Petrological and Isotopic Features of an Unusual Sea Level Event Recorded in Fossil Coral Reefs of the Bahamas (Substage 5e, Eemian, Pleistocene)
Allison Cornett
Department of Geology, The College of Wooster
Wooster, Ohio 44691

The beautifully preserved fossil reefs of the Bahama Islands are ideal for the study of eustatic sea-level change, due in part to their tectonic stability and low, regular subsidence rate. This project is an attempt to further describe a brief and dramatic intra-Eemian sea level event which left its mark on the fossil coral reefs of San Salvador and Great Inagua Islands. Recent work by Mark Wilson (College of Wooster), Brian White and Al Curran (both of Smith College) has described an erosion surface sandwiched within the Eemian reefs of these islands. This surface was the result of a distinct eustatic regression and transgression; most unusual, as the Eemian was a warm interglacial period, previously thought to be quite stable. There is a host of paleontological evidence supporting the event, including rhizomorphs and truncated burrows and corals. I was able to travel to San Salvador Island this summer to study the reefs themselves. In order to gather a better understanding of these fossil reefs, I also spent time examining their living counterparts just offshore. Previous petrological analysis from the body of the reef above and below the erosion surface has shown that marine and meteoric cements overlap each other; further examination of thin sections may reveal more about the regressive and transgressive phases of the event. Using the stable isotopic composition of fossil corals sampled from both San Salvador and Great Inagua Islands, I am generating a climatic picture for this part of the Eemian. In doing so, I will be able to search for clues to the climatic shifts which would have precipitated such a dramatic change in global sea level. By studying these and other bodies of evidence, I hope to better illustrate the climatic changes surrounding such an unusual global event.

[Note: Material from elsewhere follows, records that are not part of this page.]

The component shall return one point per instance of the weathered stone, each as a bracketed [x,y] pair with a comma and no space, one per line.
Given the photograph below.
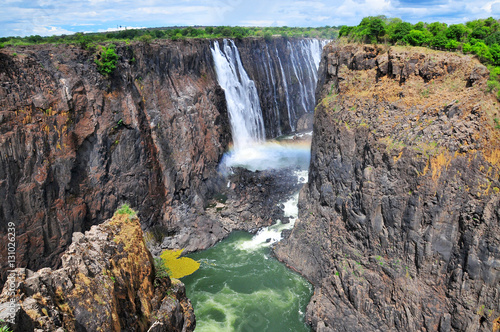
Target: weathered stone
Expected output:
[396,228]
[112,288]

Link here for the text of Allison's April 2000 Geological Society of America abstract on her I.S. work.

 

 

Allison Cornett is a senior geology major at The College of Wooster. Her hometown is Kendallville, Indiana. Allison's summer work on San Salvador Island, the Bahamas, and in Wooster was made possible by a Summer Fellowship award from the Council on Undergraduate Research and a grant from the Henry J. Copeland Funds at The College of Wooster.

 

The coral Diploria sitting directly on the Eemian erosion surface, seen here in cross-section; Cockburntown Reef, San Salvador, The Bahamas.

 

The coral Montastrea sitting directly on the Eemian erosion surface; Cockburntown Reef, San Salvador, The Bahamas.

 

Polished section through the bivalve boring Gastrochaenolites; the first generation of sediment (white) partially filled the boring before the erosion event; the succeeding brown sediment is a paleosol produced during subaerial exposure; the shell and white sediment were emplaced on top of the paleosol after sea levels rose again and inundated the boring; Cockburntown Reef, San Salvador, The Bahamas.

 

A rhizolith (produced by terrestrial plant roots) encrusting the Eemian erosion surface in the middle of the fossil coral reef on Great Inagua Island, The Bahamas.

 

Superb preservation of bivalve shells in the Eemian sediments immediately above the erosion surface; Great Inagua Island, The Bahamas.